The Caves of Steel by Isaac Asimov stood on my parents’ bookshelves when I was 15 and I looked at it almost every day without interest. It seemed on the face of it like a good idea, a detective story blended with science fiction. Fusing genres has always appealed to me. But I read a few pages of it and found the characterisation trite. I didn’t want to waste my time on it.
Maybe I made the wrong decision. Asimov was a very smart man. I know that. He wrote brilliantly about science. He also took novel-writing very seriously and he must have been doing something right because among my friends he had many fans and, although not passionate readers, they were passionate about his books.

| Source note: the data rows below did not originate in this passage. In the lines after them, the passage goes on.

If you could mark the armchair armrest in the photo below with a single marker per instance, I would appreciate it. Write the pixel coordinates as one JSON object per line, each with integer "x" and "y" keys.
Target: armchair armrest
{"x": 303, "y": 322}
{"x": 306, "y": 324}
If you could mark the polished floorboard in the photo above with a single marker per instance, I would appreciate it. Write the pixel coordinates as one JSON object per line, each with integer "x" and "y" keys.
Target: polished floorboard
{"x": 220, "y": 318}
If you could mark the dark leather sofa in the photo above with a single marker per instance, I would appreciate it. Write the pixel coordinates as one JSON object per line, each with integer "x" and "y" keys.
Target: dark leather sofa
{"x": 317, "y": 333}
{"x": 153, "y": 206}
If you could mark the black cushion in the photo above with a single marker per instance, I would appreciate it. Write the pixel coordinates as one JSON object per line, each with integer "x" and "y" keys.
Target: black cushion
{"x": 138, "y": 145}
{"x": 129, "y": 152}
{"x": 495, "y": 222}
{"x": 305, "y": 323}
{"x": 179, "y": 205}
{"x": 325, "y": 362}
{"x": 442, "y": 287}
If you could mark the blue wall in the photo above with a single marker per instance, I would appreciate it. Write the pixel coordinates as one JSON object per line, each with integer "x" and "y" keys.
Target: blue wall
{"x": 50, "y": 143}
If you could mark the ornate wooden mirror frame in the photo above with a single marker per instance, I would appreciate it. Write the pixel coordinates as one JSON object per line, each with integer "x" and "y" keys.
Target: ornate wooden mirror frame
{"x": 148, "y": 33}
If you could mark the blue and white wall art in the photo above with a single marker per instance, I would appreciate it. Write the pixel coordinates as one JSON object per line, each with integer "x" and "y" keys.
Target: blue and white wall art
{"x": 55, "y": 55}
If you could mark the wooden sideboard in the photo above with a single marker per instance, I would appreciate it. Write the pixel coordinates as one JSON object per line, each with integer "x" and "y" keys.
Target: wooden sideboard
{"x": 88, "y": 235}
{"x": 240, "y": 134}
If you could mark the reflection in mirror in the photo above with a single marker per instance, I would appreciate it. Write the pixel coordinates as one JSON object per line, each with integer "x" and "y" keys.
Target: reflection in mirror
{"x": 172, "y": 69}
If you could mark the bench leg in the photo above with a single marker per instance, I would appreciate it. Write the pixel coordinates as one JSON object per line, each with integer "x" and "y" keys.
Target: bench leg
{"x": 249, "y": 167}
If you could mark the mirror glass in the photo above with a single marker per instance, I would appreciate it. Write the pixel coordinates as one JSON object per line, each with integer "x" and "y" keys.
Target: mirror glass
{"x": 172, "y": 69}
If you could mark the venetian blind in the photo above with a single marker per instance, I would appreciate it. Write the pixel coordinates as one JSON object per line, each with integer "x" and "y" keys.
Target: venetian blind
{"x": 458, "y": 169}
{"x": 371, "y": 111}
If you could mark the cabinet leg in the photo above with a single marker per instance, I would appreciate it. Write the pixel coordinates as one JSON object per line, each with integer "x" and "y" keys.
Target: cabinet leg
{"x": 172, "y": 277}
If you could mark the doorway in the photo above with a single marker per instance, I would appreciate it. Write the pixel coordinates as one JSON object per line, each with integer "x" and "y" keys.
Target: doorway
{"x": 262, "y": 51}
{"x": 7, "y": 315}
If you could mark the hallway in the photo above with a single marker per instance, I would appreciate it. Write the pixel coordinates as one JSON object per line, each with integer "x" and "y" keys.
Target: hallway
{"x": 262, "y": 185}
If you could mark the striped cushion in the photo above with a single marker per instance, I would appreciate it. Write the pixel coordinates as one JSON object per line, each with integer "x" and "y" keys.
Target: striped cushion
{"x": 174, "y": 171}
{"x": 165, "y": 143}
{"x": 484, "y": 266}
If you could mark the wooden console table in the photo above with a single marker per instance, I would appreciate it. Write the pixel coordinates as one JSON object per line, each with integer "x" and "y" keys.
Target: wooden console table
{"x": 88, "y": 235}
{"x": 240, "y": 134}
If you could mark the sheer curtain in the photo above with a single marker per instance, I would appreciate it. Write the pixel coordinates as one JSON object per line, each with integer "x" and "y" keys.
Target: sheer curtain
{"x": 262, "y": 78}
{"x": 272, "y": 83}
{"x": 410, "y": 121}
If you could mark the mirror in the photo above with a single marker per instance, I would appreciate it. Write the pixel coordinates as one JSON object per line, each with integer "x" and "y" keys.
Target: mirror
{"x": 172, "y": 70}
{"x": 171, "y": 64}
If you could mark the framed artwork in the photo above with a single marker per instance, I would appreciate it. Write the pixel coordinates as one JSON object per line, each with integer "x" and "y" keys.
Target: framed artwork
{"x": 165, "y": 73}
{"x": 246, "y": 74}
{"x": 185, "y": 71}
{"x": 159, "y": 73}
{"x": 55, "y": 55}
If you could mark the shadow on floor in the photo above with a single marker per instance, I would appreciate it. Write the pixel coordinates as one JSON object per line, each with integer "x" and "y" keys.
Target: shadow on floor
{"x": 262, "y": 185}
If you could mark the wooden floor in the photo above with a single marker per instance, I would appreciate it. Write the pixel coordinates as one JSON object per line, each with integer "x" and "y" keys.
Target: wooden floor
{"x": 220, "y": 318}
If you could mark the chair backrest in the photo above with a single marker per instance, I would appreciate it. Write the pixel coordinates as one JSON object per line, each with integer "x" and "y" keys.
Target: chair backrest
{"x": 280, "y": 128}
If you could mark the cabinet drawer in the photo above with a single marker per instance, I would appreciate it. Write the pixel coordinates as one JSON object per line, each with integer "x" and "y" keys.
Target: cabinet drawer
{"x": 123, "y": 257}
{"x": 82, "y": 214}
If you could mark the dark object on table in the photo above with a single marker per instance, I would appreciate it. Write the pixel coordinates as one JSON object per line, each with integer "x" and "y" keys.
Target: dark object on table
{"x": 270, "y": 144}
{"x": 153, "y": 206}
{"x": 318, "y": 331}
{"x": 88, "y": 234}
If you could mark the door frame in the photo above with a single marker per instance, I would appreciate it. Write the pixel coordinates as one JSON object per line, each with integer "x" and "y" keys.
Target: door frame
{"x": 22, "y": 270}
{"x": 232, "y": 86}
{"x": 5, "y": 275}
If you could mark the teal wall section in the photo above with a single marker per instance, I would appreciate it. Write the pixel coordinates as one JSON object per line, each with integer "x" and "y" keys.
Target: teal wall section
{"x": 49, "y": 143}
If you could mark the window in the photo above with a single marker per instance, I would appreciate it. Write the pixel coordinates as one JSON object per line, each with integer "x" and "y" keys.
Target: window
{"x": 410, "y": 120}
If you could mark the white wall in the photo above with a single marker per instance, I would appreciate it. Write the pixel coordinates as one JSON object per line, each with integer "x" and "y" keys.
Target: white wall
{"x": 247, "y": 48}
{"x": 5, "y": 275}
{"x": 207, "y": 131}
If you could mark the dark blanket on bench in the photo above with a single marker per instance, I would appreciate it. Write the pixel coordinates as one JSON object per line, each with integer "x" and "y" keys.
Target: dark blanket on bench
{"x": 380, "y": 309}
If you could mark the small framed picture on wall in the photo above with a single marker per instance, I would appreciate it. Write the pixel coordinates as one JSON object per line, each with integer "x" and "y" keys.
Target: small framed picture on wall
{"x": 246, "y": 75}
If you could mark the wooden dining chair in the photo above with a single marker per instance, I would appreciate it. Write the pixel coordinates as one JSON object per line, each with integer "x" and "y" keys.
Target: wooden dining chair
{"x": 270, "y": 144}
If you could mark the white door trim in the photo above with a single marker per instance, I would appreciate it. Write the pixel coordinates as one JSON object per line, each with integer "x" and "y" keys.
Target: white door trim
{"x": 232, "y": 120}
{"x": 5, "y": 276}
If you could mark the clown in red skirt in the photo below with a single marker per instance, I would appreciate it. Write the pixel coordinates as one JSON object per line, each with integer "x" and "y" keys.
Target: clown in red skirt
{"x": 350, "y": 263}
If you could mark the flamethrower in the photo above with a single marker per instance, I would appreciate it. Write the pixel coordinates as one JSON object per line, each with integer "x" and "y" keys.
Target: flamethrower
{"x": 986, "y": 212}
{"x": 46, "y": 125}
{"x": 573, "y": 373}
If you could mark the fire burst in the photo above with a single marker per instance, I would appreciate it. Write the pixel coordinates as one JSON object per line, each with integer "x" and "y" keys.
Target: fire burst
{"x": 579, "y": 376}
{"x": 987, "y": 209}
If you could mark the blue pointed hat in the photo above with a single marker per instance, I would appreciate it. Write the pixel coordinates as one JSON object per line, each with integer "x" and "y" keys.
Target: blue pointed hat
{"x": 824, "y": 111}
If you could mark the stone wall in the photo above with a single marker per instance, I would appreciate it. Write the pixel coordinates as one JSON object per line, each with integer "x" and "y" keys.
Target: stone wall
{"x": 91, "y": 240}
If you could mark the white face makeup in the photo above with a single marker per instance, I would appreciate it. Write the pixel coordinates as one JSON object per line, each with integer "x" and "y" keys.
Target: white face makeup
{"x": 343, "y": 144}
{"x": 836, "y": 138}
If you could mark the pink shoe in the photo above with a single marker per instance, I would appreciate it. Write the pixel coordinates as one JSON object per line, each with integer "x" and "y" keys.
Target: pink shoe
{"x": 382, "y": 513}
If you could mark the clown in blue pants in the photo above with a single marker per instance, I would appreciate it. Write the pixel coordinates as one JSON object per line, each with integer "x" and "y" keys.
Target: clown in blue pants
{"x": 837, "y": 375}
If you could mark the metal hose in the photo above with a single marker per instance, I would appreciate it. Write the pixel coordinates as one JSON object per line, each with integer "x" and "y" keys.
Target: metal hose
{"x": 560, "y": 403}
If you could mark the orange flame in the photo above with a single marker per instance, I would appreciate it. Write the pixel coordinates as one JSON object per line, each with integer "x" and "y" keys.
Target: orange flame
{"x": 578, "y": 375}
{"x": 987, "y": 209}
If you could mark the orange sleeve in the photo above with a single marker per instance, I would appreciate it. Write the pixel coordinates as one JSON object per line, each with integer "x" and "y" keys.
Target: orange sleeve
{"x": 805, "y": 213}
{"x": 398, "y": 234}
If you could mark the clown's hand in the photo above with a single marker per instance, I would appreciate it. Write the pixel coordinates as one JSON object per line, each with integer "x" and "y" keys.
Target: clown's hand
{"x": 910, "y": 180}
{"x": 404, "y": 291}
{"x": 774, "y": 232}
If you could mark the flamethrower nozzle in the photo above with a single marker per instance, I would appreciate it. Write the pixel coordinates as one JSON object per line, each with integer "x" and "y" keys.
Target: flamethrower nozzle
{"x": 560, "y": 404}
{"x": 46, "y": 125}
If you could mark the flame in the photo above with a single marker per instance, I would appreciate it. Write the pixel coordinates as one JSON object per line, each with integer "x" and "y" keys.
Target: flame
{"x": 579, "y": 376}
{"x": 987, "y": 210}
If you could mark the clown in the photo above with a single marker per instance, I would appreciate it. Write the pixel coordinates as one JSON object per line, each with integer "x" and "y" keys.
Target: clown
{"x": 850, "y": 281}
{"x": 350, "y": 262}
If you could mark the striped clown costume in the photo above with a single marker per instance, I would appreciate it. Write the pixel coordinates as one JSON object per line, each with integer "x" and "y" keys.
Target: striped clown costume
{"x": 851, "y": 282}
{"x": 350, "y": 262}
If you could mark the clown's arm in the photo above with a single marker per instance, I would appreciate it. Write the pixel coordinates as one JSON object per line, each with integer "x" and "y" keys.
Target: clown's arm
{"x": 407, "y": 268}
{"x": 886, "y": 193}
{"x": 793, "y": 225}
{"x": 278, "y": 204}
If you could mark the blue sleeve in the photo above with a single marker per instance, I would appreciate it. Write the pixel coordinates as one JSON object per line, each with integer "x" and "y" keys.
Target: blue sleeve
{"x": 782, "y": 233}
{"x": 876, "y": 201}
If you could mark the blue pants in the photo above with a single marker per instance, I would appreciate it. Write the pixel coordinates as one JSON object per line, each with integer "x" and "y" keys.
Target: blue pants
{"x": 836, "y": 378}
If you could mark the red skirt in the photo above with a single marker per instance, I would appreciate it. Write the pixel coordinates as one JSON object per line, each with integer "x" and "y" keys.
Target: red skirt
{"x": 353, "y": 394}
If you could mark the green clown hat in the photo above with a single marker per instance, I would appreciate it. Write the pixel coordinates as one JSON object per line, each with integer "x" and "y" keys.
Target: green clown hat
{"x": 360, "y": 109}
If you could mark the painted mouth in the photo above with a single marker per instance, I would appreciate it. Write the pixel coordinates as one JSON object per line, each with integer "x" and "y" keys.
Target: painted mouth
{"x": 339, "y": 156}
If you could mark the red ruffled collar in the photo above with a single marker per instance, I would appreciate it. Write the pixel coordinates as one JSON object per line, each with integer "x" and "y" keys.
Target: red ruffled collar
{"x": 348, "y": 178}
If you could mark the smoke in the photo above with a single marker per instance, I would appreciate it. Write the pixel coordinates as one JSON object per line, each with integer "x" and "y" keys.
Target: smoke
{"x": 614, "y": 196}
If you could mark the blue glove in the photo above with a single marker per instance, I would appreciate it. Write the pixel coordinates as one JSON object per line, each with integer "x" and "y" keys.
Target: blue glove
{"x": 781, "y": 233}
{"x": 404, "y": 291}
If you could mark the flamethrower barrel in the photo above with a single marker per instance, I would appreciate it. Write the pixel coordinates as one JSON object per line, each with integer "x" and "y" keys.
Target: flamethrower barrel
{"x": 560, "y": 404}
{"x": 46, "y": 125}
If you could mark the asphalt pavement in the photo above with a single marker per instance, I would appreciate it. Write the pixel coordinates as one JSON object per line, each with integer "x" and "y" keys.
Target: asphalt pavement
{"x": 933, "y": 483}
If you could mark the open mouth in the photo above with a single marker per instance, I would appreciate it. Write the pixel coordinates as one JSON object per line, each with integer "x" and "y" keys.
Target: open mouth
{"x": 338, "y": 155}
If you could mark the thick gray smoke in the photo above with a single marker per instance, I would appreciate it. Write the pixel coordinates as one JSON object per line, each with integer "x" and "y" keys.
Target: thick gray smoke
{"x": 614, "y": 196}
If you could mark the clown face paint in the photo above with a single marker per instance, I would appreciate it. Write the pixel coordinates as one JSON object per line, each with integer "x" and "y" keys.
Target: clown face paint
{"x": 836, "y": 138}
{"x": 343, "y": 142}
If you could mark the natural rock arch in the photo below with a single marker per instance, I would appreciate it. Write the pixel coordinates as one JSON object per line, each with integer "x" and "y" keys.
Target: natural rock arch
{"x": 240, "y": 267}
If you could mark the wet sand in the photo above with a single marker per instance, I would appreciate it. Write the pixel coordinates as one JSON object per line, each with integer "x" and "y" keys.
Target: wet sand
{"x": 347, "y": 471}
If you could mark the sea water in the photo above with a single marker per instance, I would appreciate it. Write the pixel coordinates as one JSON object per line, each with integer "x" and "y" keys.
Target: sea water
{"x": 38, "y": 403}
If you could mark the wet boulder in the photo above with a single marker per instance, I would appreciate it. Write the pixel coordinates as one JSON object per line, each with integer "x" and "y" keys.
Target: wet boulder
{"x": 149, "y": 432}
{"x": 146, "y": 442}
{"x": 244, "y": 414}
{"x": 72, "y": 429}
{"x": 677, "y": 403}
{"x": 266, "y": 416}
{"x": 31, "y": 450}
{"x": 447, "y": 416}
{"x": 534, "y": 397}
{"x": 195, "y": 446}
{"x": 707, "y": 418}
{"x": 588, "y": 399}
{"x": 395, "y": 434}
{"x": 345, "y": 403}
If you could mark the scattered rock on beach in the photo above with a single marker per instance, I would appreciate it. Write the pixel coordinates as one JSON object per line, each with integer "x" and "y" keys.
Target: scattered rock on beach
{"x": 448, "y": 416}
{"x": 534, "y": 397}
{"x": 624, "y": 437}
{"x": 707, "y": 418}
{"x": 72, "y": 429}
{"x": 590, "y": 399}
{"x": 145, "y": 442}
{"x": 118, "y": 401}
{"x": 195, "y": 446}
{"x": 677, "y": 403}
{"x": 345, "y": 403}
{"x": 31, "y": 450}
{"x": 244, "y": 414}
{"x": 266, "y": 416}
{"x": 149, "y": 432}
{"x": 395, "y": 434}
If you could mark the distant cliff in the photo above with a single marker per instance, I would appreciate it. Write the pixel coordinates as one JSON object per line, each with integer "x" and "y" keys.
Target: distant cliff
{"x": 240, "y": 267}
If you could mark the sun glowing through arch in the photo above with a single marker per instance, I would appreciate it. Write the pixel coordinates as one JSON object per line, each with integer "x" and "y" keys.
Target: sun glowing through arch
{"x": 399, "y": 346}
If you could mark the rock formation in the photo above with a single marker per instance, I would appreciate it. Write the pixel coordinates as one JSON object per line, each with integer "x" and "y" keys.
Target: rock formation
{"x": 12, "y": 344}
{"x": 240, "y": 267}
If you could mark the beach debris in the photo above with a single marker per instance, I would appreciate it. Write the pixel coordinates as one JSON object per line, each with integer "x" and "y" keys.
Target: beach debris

So I’ve had it in the back of my mind that I’d read The Caves of Steel all the way through one day and maybe even other books by Asimov too.
Finally I got around to reading it this month.
I’m so glad I did because in doing so I fulfilled one of my new year’s resolutions (to read shorter books) and at the same time rid myself of a doubt that had niggled for many years.
The characterisation still didn’t grip me. The ideas were as expected. Asimov’s ideas have been around so long they are commonplace whether or not you’ve read his books. But the novel was mildly entertaining and even enjoyable in places. Asimov has great technique. He has a very logical mind and in this novel he was careful to construct a satisfying plot. I like writers who respect their readers in this way. You can see it pays dividends. Asimov has passionate fans.
But I think I made the right decision when I was 15. I was better off reading Dostoyevsky and D. H. Lawrence. I could be equally passionate in my way. I didn’t need a book about robots to teach me what it meant to be human.
Still, I really like the title of this book: The Caves of Steel.